Por karilayn.areias
Publicado 30/11/2015 20:16 | Atualizado 30/11/2015 22:20

Rio - Foi no século passado, mas não foi no interior da Bahia. Bem na viradinha, no fim dos 1900. Mais que isso não consigo precisar. Em uma rara tentativa de fazer samba com o grande compositor Mario Lago Filho. Mas o resultado não ficou, digamos, muito apresentável. Nem a ajuda luxuosa do cantor Chamon era capaz de nos incluir na disputa do samba do Simpatia É Quase Amor. Então, surgiu a ideia de inventarmos um parceiro de peso e uma história trágica na disputa. Seu nome seria Manoel Cachaça.

Mais precisamente Manoel Ferreira da Silva e Souza, que ganhou o apelido, assim como seu colega mangueirense Carlos, por gostar bastante de uma branquinha. O Cachaça em questão não tinha a notoriedade do parceiro de Cartola, mas era querido no meio do seu pessoal ali pelas bandas do Horto.
Sua vida foi a de um homem comum. Poucas vezes saiu daquele circuito entre a Rua Jardim Botânico, o início da Gávea e a subida da Dona Castorina, ali mesmo no Horto. Trabalhou dos anos 30 aos 60 numa fábrica de tecidos que havia por ali, viu o bairro ser povoado justamente por operários, gente simples como ele e se encantou, namorou muito e bebeu litros de cachaça nos desfiles do Bloco da Bicharada, invenção do compositor Haroldo Lobo.

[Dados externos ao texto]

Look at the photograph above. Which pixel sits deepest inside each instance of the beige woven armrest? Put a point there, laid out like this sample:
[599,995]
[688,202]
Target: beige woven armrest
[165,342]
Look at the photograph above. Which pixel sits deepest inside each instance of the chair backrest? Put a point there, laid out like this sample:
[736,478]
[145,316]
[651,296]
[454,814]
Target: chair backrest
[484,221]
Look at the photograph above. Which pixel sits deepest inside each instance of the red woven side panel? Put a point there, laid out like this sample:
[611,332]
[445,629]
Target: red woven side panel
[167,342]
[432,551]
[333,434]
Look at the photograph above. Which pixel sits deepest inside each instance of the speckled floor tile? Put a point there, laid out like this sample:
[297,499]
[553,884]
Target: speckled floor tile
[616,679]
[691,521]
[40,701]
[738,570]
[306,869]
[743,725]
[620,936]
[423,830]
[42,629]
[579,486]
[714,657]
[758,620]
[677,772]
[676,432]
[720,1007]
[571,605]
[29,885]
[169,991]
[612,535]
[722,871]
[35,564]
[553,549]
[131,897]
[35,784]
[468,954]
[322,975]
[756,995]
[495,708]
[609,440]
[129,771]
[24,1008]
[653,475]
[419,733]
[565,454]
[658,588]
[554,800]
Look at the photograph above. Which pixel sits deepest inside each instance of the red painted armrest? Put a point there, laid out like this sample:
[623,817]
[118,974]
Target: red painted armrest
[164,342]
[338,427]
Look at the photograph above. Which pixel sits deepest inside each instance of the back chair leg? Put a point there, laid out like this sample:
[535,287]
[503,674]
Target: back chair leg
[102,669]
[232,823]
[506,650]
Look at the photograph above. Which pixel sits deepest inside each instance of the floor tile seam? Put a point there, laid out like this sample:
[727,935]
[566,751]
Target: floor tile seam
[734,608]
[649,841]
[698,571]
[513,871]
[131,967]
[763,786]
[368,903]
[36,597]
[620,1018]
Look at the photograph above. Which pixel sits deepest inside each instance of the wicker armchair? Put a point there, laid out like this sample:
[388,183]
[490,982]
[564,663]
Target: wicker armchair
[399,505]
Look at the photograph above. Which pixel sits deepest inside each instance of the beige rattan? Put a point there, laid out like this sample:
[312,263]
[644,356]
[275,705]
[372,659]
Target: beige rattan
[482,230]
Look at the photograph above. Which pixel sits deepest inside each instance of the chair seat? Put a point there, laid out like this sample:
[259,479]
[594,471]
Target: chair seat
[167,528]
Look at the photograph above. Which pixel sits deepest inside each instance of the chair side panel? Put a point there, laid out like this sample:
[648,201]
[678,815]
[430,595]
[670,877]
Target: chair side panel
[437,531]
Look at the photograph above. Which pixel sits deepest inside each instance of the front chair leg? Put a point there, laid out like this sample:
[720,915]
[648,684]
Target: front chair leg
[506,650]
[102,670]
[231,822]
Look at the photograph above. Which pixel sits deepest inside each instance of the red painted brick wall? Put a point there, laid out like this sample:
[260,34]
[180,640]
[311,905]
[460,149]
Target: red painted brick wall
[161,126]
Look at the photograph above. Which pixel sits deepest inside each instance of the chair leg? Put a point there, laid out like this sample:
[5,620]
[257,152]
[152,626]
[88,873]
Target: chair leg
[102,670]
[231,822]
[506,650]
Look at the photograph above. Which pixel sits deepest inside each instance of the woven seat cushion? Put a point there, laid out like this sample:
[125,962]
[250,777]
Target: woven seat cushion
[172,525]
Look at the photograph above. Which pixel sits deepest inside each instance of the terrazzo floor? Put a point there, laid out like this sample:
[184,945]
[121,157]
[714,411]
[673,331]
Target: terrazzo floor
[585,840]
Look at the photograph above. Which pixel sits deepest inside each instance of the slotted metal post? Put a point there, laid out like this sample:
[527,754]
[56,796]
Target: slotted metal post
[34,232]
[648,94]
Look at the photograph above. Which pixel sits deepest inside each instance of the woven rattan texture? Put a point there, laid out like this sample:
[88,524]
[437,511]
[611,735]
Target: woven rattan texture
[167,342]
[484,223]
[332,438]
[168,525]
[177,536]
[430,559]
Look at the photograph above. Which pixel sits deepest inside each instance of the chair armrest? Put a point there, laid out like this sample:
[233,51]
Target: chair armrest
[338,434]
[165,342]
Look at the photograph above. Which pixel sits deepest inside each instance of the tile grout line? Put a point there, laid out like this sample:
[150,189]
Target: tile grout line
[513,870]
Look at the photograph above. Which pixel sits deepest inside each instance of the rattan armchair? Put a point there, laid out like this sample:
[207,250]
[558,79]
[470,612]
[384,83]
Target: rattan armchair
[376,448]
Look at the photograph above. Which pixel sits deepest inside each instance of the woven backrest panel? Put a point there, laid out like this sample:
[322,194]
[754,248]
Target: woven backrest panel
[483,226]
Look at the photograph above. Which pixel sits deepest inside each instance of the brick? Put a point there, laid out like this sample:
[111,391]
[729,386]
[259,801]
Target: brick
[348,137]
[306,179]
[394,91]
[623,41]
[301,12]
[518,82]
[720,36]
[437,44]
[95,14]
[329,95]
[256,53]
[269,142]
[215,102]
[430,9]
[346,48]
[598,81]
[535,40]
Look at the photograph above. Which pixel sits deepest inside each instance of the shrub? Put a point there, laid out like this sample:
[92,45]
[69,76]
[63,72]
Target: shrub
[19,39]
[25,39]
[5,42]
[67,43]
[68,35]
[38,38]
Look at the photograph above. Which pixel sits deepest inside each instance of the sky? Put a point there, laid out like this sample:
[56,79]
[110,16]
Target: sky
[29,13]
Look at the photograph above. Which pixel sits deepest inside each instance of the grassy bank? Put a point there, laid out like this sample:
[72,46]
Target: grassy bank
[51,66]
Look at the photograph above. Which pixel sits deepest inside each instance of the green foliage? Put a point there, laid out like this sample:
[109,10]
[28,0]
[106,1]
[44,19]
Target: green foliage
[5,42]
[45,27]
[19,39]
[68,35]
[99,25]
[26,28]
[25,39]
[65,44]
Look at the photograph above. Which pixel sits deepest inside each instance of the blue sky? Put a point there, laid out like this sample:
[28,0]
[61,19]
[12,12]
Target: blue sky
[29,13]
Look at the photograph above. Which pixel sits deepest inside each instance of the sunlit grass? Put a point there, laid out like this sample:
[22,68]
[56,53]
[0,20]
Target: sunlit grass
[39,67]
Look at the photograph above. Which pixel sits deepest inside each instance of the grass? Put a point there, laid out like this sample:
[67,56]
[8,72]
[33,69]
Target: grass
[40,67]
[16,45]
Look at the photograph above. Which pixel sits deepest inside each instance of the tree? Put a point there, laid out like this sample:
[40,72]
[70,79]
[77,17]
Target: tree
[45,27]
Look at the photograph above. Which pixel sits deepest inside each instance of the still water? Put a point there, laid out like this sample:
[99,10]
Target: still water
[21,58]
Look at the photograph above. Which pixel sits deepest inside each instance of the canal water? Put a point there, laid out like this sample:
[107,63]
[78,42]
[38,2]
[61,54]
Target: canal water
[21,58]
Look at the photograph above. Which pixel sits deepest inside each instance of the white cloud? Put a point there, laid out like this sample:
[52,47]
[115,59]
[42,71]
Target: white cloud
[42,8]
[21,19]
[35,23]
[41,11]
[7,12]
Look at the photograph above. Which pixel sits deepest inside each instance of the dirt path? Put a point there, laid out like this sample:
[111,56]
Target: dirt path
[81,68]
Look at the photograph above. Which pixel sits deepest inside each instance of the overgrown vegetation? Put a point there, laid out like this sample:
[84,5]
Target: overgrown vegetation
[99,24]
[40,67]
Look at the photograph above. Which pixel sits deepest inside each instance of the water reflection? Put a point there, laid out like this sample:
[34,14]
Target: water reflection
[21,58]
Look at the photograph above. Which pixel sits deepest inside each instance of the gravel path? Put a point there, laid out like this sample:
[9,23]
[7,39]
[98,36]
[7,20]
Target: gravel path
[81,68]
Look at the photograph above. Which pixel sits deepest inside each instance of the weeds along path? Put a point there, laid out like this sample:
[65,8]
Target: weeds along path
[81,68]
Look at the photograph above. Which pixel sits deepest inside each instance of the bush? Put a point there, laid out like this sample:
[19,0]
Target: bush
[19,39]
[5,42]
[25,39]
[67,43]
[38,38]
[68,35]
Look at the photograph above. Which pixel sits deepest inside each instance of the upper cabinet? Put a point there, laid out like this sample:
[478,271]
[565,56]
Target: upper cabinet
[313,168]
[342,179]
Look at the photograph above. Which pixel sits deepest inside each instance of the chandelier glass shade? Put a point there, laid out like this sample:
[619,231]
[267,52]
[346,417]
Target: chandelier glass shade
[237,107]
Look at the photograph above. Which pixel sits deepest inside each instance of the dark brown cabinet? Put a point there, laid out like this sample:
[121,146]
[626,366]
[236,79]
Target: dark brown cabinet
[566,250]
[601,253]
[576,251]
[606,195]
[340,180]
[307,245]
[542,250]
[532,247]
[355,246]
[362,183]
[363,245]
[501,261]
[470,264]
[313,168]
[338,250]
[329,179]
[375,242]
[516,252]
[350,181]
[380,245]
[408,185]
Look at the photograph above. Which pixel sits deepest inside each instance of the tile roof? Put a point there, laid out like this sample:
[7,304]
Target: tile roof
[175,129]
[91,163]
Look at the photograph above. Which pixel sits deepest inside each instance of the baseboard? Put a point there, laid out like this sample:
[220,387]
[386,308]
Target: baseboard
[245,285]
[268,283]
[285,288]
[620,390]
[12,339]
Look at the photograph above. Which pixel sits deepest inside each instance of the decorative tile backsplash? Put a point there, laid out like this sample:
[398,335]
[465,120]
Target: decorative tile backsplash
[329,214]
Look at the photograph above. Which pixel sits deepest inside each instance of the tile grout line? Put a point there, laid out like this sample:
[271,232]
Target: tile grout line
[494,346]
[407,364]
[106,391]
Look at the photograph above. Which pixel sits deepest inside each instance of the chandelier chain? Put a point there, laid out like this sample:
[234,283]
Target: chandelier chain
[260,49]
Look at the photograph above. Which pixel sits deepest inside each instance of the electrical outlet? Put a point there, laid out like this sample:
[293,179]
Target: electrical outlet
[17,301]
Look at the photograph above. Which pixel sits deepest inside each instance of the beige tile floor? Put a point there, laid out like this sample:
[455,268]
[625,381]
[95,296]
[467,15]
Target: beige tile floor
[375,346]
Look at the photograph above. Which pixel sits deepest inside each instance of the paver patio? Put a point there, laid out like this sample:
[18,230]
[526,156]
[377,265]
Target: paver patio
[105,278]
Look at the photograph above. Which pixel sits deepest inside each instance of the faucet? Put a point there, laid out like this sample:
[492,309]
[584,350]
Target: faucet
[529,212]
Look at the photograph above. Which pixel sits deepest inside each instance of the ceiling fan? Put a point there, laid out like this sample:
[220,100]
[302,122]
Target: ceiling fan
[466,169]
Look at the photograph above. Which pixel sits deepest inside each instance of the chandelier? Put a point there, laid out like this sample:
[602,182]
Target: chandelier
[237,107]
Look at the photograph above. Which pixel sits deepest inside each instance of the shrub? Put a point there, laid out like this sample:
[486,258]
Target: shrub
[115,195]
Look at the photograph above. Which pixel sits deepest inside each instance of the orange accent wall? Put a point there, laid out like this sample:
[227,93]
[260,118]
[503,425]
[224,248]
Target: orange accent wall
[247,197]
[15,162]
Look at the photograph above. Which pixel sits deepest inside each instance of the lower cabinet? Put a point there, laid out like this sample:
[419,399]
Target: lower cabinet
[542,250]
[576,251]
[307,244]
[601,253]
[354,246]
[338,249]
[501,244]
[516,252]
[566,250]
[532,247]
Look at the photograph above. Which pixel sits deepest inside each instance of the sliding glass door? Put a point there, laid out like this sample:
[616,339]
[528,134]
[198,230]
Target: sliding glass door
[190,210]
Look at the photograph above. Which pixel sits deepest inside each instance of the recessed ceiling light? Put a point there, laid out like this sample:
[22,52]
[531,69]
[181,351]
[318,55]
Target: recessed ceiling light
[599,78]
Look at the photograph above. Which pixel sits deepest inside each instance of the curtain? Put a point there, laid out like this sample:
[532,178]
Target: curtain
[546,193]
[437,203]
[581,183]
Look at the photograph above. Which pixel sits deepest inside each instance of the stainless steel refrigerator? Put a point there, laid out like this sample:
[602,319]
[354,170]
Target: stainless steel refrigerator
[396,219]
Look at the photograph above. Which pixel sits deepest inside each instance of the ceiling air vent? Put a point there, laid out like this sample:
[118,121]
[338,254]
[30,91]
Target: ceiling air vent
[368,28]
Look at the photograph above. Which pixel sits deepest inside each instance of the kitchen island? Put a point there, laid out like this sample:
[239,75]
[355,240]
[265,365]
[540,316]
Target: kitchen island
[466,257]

Nos dias que antecediam a folia, frequentava o improvisado barracão na Rua Jardim Botânico 750, onde metia a mão na goma e nos jornais velhos para produzir elefantes, macacos, tigres e pavões em tamanho natural. Mas sua paixão era o Carnaval de rua e a arte de fazer versos e melodias. Não gostava de politicagem — sim, isso já existia — nem pensava em dinheiro. Queria apenas compor, cantar e ver suas músicas cantadas por sua gente. Trocava sua arte por uma boa aguardente e achava que estava no lucro. É claro que em sua altivez e humildade foi explorado por quem vive de se apropriar do talento alheio. Mas e daí? Era uma cara feliz.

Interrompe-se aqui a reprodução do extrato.